Il faut prendre conscience de notre responsabilité et de l’impact de nos débats internes au delà de nos frontières. Par exemple, en annonçant un débat sur l’identité nationale en 2009, la France a eu un impact dans tous les pays européens de l’Est en légitimant des débats jusque là tabous sur les identités nationales. Par la suite, les Français ont déploré la résurgence des nationalismes dans un certain nombre de pays, mais elle a une responsabilité dans cette résurgence. Beaucoup de débats français ont un impact au-delà des frontières.  Cela doit susciter une prise de conscience chez les « modérés » qui doivent éviter d’ouvrir la boîte de Pandore sur certains sujets nourrissant la tentation nationaliste que les Européens essaient de limiter depuis l’après-guerre. La classe politique allemande a une immense conscience de cette responsabilité, pas la nôtre. Attention aux apprentis sorciers !  

Éric Zemmour qui se prétend érudit d’histoire semble avoir une méconnaissance totale de l’histoire européenne, ou plus exactement il la ré-interprète d’une manière très personnelle ne correspondant nullement à la réalité. Il donne le sentiment d’une mécompréhension inquiétante des événements qui se sont passés depuis un siècle. Il prétend s’inscrire dans les pas du général de Gaulle qui, lui, avait une compréhension fine de l’histoire et des événements, mais il n’en est rien. Zemmour suit plutôt la voie d’un maréchal Pétain vieillissant qui a abdiqué l’âme de la France et fait de gravissimes erreurs d’analyse.  

Atlantico Quand Nathalie Loiseau estime que la décision de la cour constitutionnelle polonaise conteste « l’appartenance même » du pays à l’Union européenne, cela vous semble-t-il juste ?  
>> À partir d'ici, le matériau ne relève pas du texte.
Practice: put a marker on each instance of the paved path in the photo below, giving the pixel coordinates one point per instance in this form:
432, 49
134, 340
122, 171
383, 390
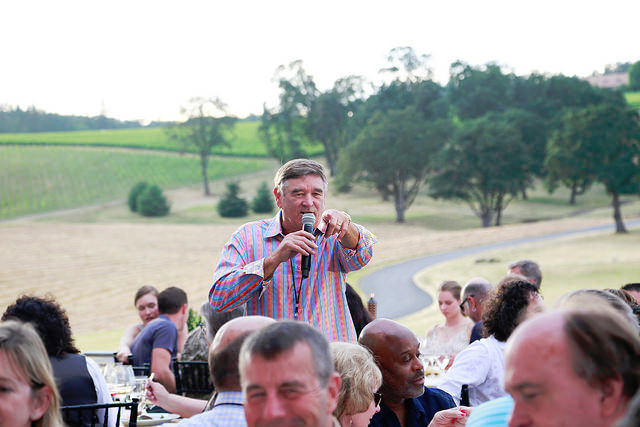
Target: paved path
404, 297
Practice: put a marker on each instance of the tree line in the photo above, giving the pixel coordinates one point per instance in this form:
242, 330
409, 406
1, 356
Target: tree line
483, 138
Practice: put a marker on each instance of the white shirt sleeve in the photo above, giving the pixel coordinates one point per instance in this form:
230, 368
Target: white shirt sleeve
102, 391
471, 366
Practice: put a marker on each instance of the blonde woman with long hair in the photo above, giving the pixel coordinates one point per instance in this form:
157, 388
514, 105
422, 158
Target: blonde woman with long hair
28, 393
358, 398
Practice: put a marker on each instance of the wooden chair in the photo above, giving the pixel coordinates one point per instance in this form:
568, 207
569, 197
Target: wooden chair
192, 377
87, 415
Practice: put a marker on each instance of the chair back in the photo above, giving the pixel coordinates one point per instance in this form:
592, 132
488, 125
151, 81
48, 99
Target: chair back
87, 415
192, 377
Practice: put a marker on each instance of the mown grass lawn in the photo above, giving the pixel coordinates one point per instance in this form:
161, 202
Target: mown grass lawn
245, 140
41, 179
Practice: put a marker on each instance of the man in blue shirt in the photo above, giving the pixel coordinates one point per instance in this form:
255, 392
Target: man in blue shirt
405, 399
157, 343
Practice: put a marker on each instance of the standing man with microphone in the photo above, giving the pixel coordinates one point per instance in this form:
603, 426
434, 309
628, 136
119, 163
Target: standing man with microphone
288, 267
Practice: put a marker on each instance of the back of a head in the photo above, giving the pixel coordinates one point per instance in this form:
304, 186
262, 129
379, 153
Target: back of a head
529, 269
144, 290
48, 318
298, 168
171, 300
223, 364
215, 319
632, 287
24, 348
279, 338
452, 287
604, 345
477, 287
505, 308
359, 375
596, 299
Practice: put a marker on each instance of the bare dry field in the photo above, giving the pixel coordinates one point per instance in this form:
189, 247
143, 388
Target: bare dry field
94, 269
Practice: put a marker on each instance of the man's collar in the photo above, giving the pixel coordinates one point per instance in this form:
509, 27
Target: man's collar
274, 226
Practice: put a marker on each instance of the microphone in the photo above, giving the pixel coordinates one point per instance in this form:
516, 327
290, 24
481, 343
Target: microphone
308, 220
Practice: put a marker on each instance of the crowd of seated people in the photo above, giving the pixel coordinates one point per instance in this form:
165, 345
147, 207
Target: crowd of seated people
581, 355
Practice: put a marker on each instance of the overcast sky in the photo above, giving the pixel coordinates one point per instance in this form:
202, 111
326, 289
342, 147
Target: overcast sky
142, 60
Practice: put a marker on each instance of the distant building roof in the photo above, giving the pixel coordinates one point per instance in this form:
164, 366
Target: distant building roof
612, 80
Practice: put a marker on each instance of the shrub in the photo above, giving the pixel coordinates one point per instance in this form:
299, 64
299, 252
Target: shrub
132, 201
230, 205
263, 202
151, 202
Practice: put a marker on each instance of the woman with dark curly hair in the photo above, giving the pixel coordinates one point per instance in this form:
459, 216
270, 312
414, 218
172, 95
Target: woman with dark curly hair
79, 378
481, 364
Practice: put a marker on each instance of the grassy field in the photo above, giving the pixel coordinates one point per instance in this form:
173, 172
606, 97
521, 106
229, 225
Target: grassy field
633, 98
41, 179
598, 261
245, 142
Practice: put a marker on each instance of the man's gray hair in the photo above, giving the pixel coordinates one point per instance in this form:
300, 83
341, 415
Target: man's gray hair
529, 269
278, 338
297, 168
604, 346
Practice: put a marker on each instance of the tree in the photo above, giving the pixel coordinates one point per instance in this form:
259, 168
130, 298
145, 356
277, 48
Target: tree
282, 129
604, 141
483, 166
230, 204
328, 115
207, 127
394, 153
634, 76
475, 91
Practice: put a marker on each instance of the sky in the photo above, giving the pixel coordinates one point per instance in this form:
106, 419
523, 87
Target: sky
144, 60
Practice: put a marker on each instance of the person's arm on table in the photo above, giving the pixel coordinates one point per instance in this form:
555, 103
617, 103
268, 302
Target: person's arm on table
451, 417
184, 406
161, 367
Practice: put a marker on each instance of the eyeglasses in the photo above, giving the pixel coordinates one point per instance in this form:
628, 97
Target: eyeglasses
377, 398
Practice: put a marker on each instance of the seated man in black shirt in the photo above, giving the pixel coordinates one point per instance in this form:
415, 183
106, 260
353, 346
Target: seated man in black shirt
405, 399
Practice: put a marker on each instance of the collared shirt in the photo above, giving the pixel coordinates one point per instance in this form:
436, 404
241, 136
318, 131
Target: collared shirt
227, 411
418, 411
239, 278
481, 366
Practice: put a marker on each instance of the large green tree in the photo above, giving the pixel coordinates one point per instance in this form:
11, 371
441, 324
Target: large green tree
207, 126
602, 143
328, 116
394, 153
483, 166
283, 128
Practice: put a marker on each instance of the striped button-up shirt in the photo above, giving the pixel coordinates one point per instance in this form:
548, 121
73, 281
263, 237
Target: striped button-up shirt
239, 278
227, 411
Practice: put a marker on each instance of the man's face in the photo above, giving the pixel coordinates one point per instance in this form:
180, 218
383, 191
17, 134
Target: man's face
299, 196
546, 391
402, 369
286, 391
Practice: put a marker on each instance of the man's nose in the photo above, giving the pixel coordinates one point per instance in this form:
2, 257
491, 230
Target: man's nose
274, 408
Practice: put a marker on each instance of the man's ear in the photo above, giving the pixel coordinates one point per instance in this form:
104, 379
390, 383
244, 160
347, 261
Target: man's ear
278, 196
332, 393
611, 400
40, 401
Guillaume Klossa : Distinguons les citoyens de ceux qui veulent les manipuler. Personne en Pologne ne souhaite quitter l’Union européenne, ni même en Hongrie. Le gouvernement du PiS, qui est conscient de l’adhésion massive de ses électeurs au projet européen, a d’ailleurs clairement rappeler hier que le destin de la Pologne était dans l’Union. Il y a quelques semaines, lors du dernier Conseil européen, quand le premier ministre néerlandais Mark Rutte a dit que la place de la Hongrie n’était pas dans l’Union, le premier ministre hongrois Orban a contesté immédiatement en disant qu’il était hors de question que la Hongrie sorte de l’Union. Ce que veulent ces dirigeants hongrois et polonais, c’est promouvoir une sorte de nationalisme européen, qui est contraire à la philosophie et à l’appartenance de l’Union européenne qui est née d’une prise de conscience des dangers des nationalismes qui ont conduit à deux guerres mondiales et surtout à l’extermination d’une partie importante des populations européennes. En ce sens Madame Loiseau a raison.  

Atlantico : Le problème de fond est-il alors la primauté du droit européen ou le manque de diversité idéologique au sein des cours européennes ?
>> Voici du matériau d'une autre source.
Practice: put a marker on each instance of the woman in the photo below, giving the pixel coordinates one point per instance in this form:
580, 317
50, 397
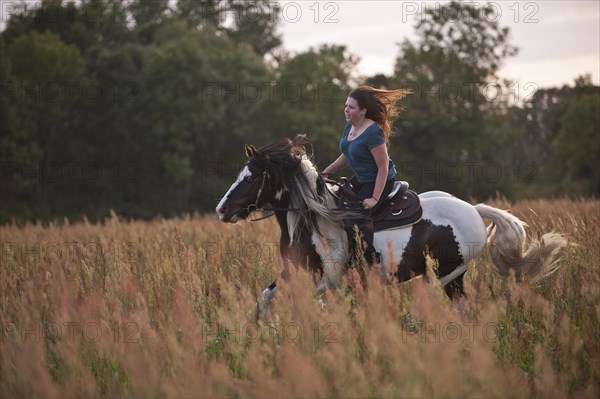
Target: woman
369, 115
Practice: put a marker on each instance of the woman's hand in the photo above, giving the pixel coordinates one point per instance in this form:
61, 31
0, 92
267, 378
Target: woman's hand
369, 203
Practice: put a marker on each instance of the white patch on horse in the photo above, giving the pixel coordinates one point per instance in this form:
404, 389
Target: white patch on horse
243, 174
333, 249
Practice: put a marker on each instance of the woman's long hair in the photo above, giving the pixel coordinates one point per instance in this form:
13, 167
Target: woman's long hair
381, 106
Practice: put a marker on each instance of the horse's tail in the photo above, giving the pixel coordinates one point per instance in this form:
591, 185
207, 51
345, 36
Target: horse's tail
507, 239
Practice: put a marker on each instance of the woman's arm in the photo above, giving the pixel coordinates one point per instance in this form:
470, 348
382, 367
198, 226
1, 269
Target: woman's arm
382, 160
338, 164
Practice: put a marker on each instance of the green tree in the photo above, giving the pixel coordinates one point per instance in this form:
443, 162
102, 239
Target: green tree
578, 143
41, 77
451, 128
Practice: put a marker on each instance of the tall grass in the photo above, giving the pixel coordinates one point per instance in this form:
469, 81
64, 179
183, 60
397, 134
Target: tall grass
166, 308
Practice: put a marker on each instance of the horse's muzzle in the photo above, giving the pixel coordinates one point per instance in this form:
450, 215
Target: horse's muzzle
228, 216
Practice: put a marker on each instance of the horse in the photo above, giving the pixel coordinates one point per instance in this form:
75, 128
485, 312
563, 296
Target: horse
281, 178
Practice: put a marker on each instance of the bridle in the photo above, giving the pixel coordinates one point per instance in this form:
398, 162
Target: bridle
254, 207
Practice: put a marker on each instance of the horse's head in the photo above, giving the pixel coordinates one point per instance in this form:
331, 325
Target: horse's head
260, 182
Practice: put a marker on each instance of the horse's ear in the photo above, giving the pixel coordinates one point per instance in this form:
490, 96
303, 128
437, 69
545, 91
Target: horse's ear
250, 150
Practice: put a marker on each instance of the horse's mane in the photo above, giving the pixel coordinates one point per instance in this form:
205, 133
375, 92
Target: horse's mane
290, 167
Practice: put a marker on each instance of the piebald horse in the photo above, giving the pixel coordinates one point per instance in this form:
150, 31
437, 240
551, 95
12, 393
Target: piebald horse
280, 177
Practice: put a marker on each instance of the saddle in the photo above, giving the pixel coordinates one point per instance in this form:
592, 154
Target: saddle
401, 208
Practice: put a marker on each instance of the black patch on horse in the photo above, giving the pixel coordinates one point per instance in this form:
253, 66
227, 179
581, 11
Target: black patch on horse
441, 244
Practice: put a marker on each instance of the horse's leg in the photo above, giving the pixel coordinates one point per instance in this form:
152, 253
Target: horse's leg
300, 253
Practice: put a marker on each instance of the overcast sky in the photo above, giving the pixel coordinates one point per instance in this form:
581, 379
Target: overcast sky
558, 40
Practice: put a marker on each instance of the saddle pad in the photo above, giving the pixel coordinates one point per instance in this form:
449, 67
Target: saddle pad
398, 223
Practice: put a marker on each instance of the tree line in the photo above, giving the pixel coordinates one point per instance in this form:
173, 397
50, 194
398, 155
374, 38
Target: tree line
143, 107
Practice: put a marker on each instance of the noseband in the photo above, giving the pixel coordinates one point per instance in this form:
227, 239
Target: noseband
254, 206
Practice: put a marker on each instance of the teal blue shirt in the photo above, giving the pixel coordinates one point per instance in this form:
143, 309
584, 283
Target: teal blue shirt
358, 153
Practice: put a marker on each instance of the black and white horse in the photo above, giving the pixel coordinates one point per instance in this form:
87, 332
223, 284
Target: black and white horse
280, 177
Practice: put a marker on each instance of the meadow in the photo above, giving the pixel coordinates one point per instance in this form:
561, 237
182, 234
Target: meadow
166, 308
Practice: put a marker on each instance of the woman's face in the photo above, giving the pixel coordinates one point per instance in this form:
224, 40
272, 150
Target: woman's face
353, 112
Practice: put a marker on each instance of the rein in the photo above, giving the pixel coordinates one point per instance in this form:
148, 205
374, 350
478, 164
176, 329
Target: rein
344, 185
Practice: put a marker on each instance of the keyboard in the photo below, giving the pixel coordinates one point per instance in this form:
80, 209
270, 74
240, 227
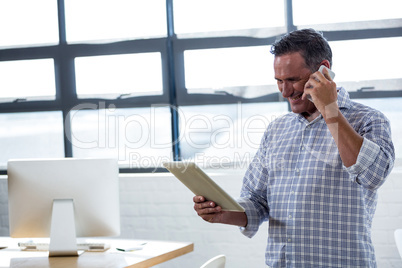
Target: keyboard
34, 246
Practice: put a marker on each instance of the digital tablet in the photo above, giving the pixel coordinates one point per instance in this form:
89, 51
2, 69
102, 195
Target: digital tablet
201, 184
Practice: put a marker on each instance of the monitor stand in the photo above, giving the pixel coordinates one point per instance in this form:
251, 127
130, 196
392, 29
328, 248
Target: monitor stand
63, 239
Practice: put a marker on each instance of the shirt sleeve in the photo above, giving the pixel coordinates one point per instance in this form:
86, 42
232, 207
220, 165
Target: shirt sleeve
376, 157
254, 193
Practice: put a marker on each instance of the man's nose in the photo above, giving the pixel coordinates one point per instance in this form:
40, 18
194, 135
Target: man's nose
287, 89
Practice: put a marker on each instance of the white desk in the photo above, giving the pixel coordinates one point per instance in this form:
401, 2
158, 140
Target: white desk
153, 253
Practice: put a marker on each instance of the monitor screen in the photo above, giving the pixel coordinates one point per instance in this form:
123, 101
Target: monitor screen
51, 196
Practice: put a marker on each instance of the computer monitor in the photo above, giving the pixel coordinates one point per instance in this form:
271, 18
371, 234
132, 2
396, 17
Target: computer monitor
63, 199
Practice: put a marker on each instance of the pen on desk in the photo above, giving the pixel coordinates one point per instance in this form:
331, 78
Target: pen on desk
139, 247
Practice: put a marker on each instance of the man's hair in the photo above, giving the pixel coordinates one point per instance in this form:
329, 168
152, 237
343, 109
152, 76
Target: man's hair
311, 44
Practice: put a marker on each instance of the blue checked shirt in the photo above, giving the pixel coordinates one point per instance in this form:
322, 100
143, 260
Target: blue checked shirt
319, 211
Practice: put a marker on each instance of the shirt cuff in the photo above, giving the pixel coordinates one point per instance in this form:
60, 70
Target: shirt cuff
253, 222
367, 156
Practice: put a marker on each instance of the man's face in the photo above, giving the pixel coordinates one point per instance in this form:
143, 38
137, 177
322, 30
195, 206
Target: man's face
291, 74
Rodrigo Ballester : Le fond de la question sur l’affaire polonaise n’est pas celle de l’État de droit en Pologne, c’est un conflit de compétences et un manque de diversité politique dans l’Union. La vague du politiquement correct est en train de faire des ravages au sein de l’Union et les clivages libéraux/conservateurs s’accentuent alors que ces questions devraient rester au niveau national. L’Europe oublie son devoir implicite de neutralité, souvent au nom de valeurs dévoyées.
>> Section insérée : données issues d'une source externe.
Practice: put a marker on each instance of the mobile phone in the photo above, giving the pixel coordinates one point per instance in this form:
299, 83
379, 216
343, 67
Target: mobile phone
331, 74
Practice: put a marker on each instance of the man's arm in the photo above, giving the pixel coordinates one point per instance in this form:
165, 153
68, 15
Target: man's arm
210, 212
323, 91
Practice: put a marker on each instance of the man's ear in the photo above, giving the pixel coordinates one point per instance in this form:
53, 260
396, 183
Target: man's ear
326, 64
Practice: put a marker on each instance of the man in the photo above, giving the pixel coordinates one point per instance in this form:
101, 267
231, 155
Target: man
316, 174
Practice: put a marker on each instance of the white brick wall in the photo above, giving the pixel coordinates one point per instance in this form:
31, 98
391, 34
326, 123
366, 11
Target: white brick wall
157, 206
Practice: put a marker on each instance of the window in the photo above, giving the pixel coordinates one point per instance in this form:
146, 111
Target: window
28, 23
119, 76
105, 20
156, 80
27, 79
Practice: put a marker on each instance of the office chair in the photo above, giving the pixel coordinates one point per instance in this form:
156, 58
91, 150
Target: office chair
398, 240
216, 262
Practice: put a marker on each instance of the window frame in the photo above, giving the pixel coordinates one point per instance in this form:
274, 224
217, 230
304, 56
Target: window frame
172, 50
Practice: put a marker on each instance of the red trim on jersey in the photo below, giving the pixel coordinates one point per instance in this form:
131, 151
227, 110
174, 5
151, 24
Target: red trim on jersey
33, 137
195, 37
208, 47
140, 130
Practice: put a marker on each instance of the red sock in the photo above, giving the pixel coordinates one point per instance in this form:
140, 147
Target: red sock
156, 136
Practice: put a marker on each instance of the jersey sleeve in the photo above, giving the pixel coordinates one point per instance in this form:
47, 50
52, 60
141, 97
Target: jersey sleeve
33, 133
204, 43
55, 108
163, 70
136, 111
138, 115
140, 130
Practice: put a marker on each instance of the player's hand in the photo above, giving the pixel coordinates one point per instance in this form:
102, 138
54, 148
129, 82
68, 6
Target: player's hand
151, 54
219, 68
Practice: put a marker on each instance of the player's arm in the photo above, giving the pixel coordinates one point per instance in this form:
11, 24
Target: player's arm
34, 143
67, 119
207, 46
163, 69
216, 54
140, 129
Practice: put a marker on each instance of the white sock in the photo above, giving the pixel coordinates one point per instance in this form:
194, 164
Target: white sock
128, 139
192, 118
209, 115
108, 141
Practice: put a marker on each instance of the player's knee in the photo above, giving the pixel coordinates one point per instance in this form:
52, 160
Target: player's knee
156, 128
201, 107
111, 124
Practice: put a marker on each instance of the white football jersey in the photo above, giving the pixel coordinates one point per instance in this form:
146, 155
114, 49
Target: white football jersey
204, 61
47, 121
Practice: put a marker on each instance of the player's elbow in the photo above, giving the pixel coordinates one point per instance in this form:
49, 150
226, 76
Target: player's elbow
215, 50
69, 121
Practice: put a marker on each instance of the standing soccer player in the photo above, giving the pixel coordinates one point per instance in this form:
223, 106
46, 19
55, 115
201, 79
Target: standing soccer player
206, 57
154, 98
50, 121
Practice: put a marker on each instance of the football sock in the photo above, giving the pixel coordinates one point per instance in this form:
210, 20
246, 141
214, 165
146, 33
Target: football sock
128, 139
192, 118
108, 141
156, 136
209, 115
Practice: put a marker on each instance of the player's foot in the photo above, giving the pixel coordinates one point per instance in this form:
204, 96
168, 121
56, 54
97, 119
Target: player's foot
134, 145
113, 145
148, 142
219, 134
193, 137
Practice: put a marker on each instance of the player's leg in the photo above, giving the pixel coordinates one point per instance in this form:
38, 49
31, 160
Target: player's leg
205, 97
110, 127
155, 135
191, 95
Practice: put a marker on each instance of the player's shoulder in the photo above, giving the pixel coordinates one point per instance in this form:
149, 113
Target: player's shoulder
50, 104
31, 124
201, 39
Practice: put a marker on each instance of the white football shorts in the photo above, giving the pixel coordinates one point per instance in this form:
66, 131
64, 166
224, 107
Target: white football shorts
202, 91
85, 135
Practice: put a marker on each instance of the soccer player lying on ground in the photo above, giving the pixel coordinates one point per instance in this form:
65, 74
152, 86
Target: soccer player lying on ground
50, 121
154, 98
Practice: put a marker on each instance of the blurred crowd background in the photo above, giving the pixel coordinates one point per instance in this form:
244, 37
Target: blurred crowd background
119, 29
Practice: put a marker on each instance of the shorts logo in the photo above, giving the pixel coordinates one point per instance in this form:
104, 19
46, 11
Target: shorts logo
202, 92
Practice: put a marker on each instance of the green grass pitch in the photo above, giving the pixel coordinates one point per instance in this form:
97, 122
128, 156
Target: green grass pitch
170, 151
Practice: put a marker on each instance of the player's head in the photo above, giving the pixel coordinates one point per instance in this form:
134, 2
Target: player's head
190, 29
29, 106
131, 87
Je me demande aussi s’il n’y a pas un certain « délit de faciès ».  Lorsque vous venez d’Europe Centrale et que vous venez d’un mouvement conservateur vous êtes plus rapidement dans le collimateur de la Commission et du Parlement européen.  A mon avis, la virulence de la polémique actuelle s’explique en partie pour des raisons politiques : voilà plusieurs années que ces deux institutions mènent une croisade contre la Pologne au sujet du prétendu manque d’indépendance judiciaire en Pologne. Avec un certain parfum de « deux poids, deux mesures ». En Espagne, par exemple, certains agissements du gouvernement sont tout bonnement scandaleux et personne, ni à Bruxelles ni ailleurs, ne s’en émeut.

Alors quand les querelles de primauté surgissent dans ce contexte… S’il s’agissait d’un pays d’Europe occidentale et d’un gouvernement d’une autre couleur, jamais la polémique ne serait si violente. L’arrêt de mai 2020 de la Cour Constitutionnelle, un véritable missile dans la ligne de flotaison de la zone Euro, en est le meilleur example. Qui oserait réclamer un « Deutschxit » ?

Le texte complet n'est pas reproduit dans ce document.